Donald Trump, the magnate and businessman, upon launching himself once again as a potential presidential candidate of the Republican party, declared that he would stop the rapists, drug traffickers and criminals coming across the southern border by building an enormous fence, paid for by Mexico. He said Mexican immigrants are taking jobs from American workers and that the Mexican government sends them for that purpose.
The reaction was immediate, diverse and energetic, and it is growing. It came not only from politicians and ordinary people in Mexico, the United States and other countries, but also from well-known personalities in the entertainment, media and business worlds. Univision, the largest Spanish-language network in the United States, cancelled its contract with Trump to broadcast the Miss USA pageant on July 12, and its association with the Miss Universe organization, which Trump heads. The Mexinca Televisa, the largest Spanish-language broadcast company in the world, after much hesitation, did the same. Macy’s also cancelled Trump’s clothing contract, and ESPN moved a tournament from his golf course.
Although some argue that he was referring only to real criminals and traffickers who do come to this country, he nevertheless insulted some 35 million Mexicans and their descendants by lumping them in the same category. And even after the huge backlash, he has refused to apologize. His nonsensical remarks are even more irresponsible coming from someone who wants to be the leader of the richest country in the world, and who proudly represents the economic and social success that can be achieved here.
Why would it occur to Trump to make such odious declarations against Latinos, a group that is growing both in numbers and political force, just when the ghost of discrimination against African-Americans has risen again? Some say he didn’t calculate the impact of his words, merely wanting to call attention to himself in order to compete with the most radical and conservative candidates, such as Ted Cruz. He must know he doesn’t stand a chance as a serious Republican candidate, let alone as an elected president of the United States.
Trump is an entertainment entrepreneur, not a politician. He owns casinos and hotels and his businesses include successful beauty pageants and a reality TV show called “The Apprentice,” in which he plays a bold businessman who mercilessly judges apprentices who want to go to work for him at a salary of $250,000. Now, after his comments, NBC, which owns Telemundo, the second largest Spanish-language network in the country, which has aired the show since 2004, has announced it will no longer broadcast it or the beauty contests, citing a petition that garnered 200,000 signatures.
But what does Trump really think about Mexican immigrants and Latinos in the 21st century? In his businesses in New York, Florida, Georgia, Illinois, Nevada and other states, he has to employ an enormous number of them. Does he actually feel so contemptuous of the many people on whom he depends so much, who have helped him become a billionaire? Surely such a successful man cannot be such an ill-advised idiot politically.
The research simply does not support his words. Studies have shown there is no measurable increase in crime in the areas where Mexican immigrants have settled. On the contrary, those areas are seeing a prospering economy and social peace, thanks in good measure to the availability of their cheap, dedicated labor and their peaceful nature. The majority of these immigrants are good people, dedicated to home, family and religion. They are happy about their achievements and proud of attaining a standard of living they probably could never enjoy in their home country, even though it is below the standard in this country.

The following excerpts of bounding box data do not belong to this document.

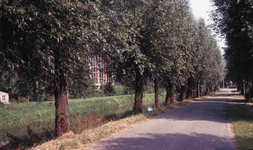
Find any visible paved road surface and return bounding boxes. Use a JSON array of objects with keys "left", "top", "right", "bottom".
[{"left": 90, "top": 89, "right": 236, "bottom": 150}]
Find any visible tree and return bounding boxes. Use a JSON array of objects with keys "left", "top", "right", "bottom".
[
  {"left": 212, "top": 0, "right": 253, "bottom": 97},
  {"left": 0, "top": 0, "right": 103, "bottom": 136}
]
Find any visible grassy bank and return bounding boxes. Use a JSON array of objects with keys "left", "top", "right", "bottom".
[
  {"left": 229, "top": 100, "right": 253, "bottom": 150},
  {"left": 0, "top": 94, "right": 165, "bottom": 130},
  {"left": 31, "top": 100, "right": 191, "bottom": 150}
]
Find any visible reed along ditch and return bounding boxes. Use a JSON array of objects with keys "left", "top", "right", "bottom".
[{"left": 0, "top": 94, "right": 165, "bottom": 149}]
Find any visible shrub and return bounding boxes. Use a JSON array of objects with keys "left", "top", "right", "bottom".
[
  {"left": 103, "top": 82, "right": 114, "bottom": 96},
  {"left": 143, "top": 86, "right": 154, "bottom": 93},
  {"left": 113, "top": 86, "right": 124, "bottom": 96},
  {"left": 92, "top": 90, "right": 104, "bottom": 97}
]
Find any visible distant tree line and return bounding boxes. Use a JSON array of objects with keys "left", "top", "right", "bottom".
[
  {"left": 0, "top": 0, "right": 225, "bottom": 136},
  {"left": 212, "top": 0, "right": 253, "bottom": 101}
]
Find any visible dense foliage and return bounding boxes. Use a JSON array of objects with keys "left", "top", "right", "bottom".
[
  {"left": 0, "top": 0, "right": 224, "bottom": 135},
  {"left": 213, "top": 0, "right": 253, "bottom": 101}
]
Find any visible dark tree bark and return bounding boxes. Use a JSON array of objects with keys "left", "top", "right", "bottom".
[
  {"left": 206, "top": 85, "right": 211, "bottom": 95},
  {"left": 54, "top": 50, "right": 70, "bottom": 137},
  {"left": 165, "top": 82, "right": 174, "bottom": 106},
  {"left": 154, "top": 77, "right": 160, "bottom": 108},
  {"left": 134, "top": 68, "right": 143, "bottom": 114},
  {"left": 186, "top": 78, "right": 192, "bottom": 99},
  {"left": 180, "top": 85, "right": 186, "bottom": 101}
]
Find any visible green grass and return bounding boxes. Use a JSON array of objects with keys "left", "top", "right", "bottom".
[
  {"left": 229, "top": 104, "right": 253, "bottom": 150},
  {"left": 0, "top": 94, "right": 165, "bottom": 130}
]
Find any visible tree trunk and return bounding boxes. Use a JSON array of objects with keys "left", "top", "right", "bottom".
[
  {"left": 165, "top": 82, "right": 173, "bottom": 106},
  {"left": 206, "top": 85, "right": 211, "bottom": 95},
  {"left": 134, "top": 68, "right": 143, "bottom": 114},
  {"left": 25, "top": 93, "right": 30, "bottom": 103},
  {"left": 186, "top": 78, "right": 192, "bottom": 99},
  {"left": 180, "top": 85, "right": 186, "bottom": 101},
  {"left": 154, "top": 77, "right": 160, "bottom": 108},
  {"left": 54, "top": 53, "right": 70, "bottom": 137}
]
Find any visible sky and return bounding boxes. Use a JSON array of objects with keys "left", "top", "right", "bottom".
[{"left": 190, "top": 0, "right": 226, "bottom": 53}]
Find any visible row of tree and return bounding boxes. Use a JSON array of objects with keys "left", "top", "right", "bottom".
[
  {"left": 213, "top": 0, "right": 253, "bottom": 100},
  {"left": 0, "top": 0, "right": 224, "bottom": 136}
]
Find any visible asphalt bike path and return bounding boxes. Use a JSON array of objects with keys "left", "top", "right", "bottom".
[{"left": 90, "top": 89, "right": 236, "bottom": 150}]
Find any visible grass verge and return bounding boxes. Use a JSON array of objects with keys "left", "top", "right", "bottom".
[
  {"left": 32, "top": 100, "right": 191, "bottom": 150},
  {"left": 229, "top": 104, "right": 253, "bottom": 150},
  {"left": 0, "top": 94, "right": 165, "bottom": 130}
]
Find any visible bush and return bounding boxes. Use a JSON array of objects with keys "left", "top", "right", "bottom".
[
  {"left": 143, "top": 86, "right": 154, "bottom": 93},
  {"left": 113, "top": 86, "right": 124, "bottom": 96},
  {"left": 93, "top": 90, "right": 104, "bottom": 97},
  {"left": 123, "top": 86, "right": 134, "bottom": 95},
  {"left": 103, "top": 82, "right": 114, "bottom": 96}
]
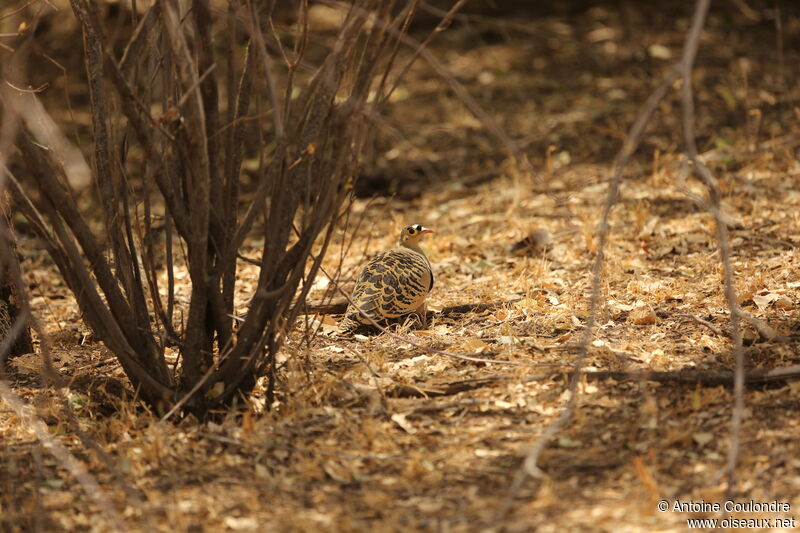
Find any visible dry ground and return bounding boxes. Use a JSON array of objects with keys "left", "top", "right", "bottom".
[{"left": 0, "top": 2, "right": 800, "bottom": 531}]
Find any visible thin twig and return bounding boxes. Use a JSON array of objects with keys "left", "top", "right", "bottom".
[
  {"left": 495, "top": 57, "right": 679, "bottom": 522},
  {"left": 681, "top": 0, "right": 744, "bottom": 497},
  {"left": 0, "top": 379, "right": 125, "bottom": 531}
]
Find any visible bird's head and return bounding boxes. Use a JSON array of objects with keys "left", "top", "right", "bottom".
[{"left": 400, "top": 224, "right": 433, "bottom": 246}]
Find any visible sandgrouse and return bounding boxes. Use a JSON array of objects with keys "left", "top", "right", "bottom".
[{"left": 338, "top": 224, "right": 433, "bottom": 336}]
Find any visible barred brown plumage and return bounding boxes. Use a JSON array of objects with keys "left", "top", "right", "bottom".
[{"left": 339, "top": 224, "right": 433, "bottom": 335}]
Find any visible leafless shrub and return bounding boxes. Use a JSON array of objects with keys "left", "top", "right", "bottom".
[{"left": 0, "top": 0, "right": 424, "bottom": 415}]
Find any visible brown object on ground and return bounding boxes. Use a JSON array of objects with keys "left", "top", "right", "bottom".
[{"left": 339, "top": 224, "right": 433, "bottom": 335}]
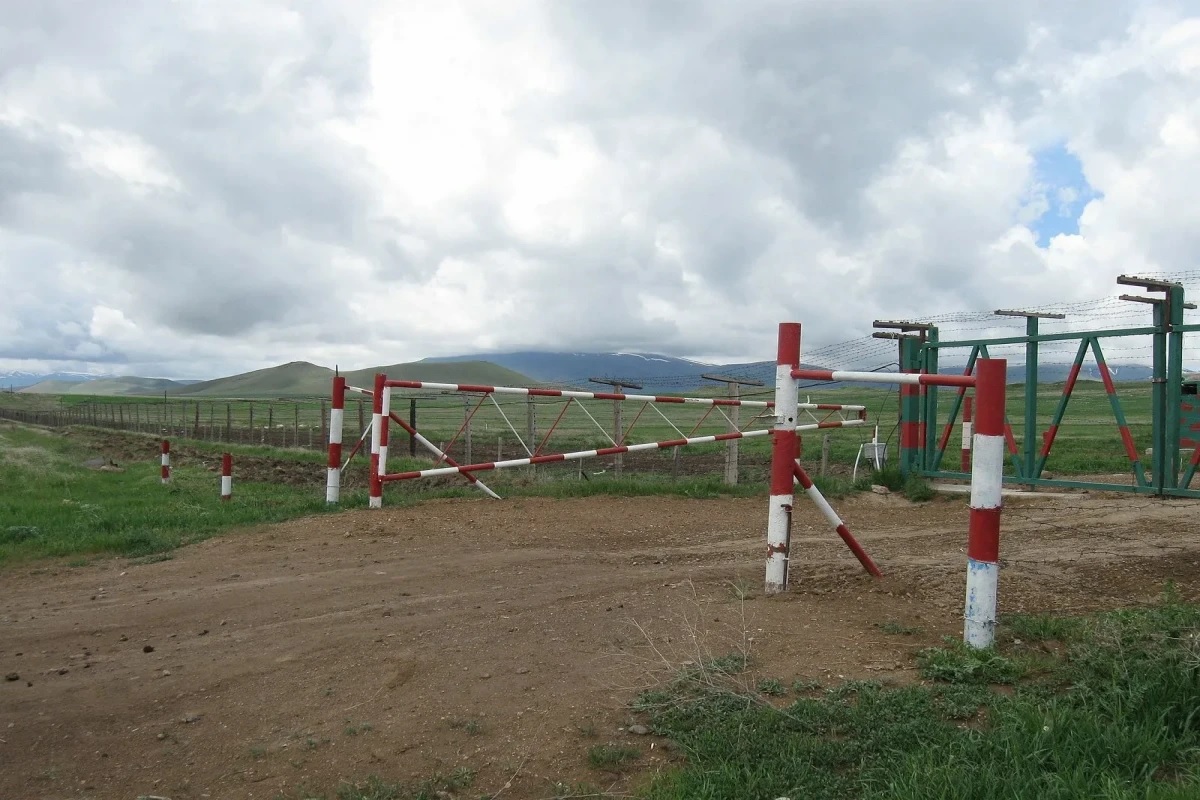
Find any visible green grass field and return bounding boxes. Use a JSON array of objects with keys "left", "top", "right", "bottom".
[
  {"left": 634, "top": 590, "right": 1200, "bottom": 800},
  {"left": 0, "top": 381, "right": 1166, "bottom": 479}
]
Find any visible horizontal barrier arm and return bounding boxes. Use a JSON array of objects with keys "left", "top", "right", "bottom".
[
  {"left": 383, "top": 420, "right": 865, "bottom": 481},
  {"left": 792, "top": 369, "right": 976, "bottom": 386}
]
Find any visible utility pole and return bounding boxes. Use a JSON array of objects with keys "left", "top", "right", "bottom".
[
  {"left": 1117, "top": 275, "right": 1195, "bottom": 497},
  {"left": 700, "top": 374, "right": 766, "bottom": 486},
  {"left": 588, "top": 378, "right": 642, "bottom": 477}
]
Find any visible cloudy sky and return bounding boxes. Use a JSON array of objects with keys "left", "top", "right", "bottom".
[{"left": 0, "top": 0, "right": 1200, "bottom": 378}]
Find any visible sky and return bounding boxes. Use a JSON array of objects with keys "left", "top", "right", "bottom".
[{"left": 0, "top": 0, "right": 1200, "bottom": 378}]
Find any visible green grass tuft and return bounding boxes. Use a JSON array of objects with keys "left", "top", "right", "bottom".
[{"left": 628, "top": 595, "right": 1200, "bottom": 800}]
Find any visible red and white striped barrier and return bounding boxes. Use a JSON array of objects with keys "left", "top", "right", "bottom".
[
  {"left": 384, "top": 420, "right": 865, "bottom": 482},
  {"left": 384, "top": 380, "right": 866, "bottom": 413},
  {"left": 962, "top": 359, "right": 1007, "bottom": 649},
  {"left": 961, "top": 395, "right": 974, "bottom": 473},
  {"left": 794, "top": 462, "right": 883, "bottom": 578},
  {"left": 766, "top": 323, "right": 1008, "bottom": 648},
  {"left": 325, "top": 375, "right": 346, "bottom": 503},
  {"left": 792, "top": 369, "right": 974, "bottom": 386},
  {"left": 766, "top": 323, "right": 800, "bottom": 595},
  {"left": 221, "top": 453, "right": 233, "bottom": 500}
]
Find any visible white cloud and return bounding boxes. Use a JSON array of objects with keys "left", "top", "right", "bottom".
[{"left": 0, "top": 0, "right": 1200, "bottom": 377}]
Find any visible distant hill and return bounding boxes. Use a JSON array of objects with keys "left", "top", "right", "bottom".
[
  {"left": 416, "top": 350, "right": 715, "bottom": 387},
  {"left": 170, "top": 361, "right": 334, "bottom": 397},
  {"left": 163, "top": 361, "right": 533, "bottom": 397},
  {"left": 66, "top": 375, "right": 187, "bottom": 397},
  {"left": 340, "top": 361, "right": 536, "bottom": 391},
  {"left": 0, "top": 371, "right": 106, "bottom": 390}
]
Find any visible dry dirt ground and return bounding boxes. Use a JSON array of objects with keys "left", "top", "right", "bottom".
[{"left": 0, "top": 494, "right": 1200, "bottom": 800}]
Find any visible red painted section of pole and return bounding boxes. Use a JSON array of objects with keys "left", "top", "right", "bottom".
[
  {"left": 328, "top": 375, "right": 346, "bottom": 469},
  {"left": 967, "top": 359, "right": 1007, "bottom": 564},
  {"left": 221, "top": 453, "right": 233, "bottom": 500},
  {"left": 962, "top": 395, "right": 974, "bottom": 473},
  {"left": 368, "top": 373, "right": 386, "bottom": 509},
  {"left": 766, "top": 323, "right": 800, "bottom": 595}
]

Like so many other groups of immigrants here and elsewhere, they are primarily seeking a better life for themselves and their children, a fact that can be traced through history. They are no different from German immigrants 150 years ago who stayed and prospered in the United States, and from whose ranks Trump descended. Perhaps he has forgotten these ancestors.
And let’s not overlook the reaction to his words in the media and social networks. A significant number of responses have ranged from thoughtful pieces from editors, opinion writers and prominent intellectuals to messages on YouTube and Facebook ridiculing or praising him or making incoherent remarks.
Now he will go down in history not as the successful and progressive man he appeared to be, but as a radical conservative and promoter of senseless, unthinking hatred. No one with an ounce of intelligence would see him as a model for this country, one of the best examples of equality and democracy. Shame on you, Donald Trump!
Victor Reyes is a translator, teacher, writer and native of Puebla, Mexico. The Spanish version of this column is available online.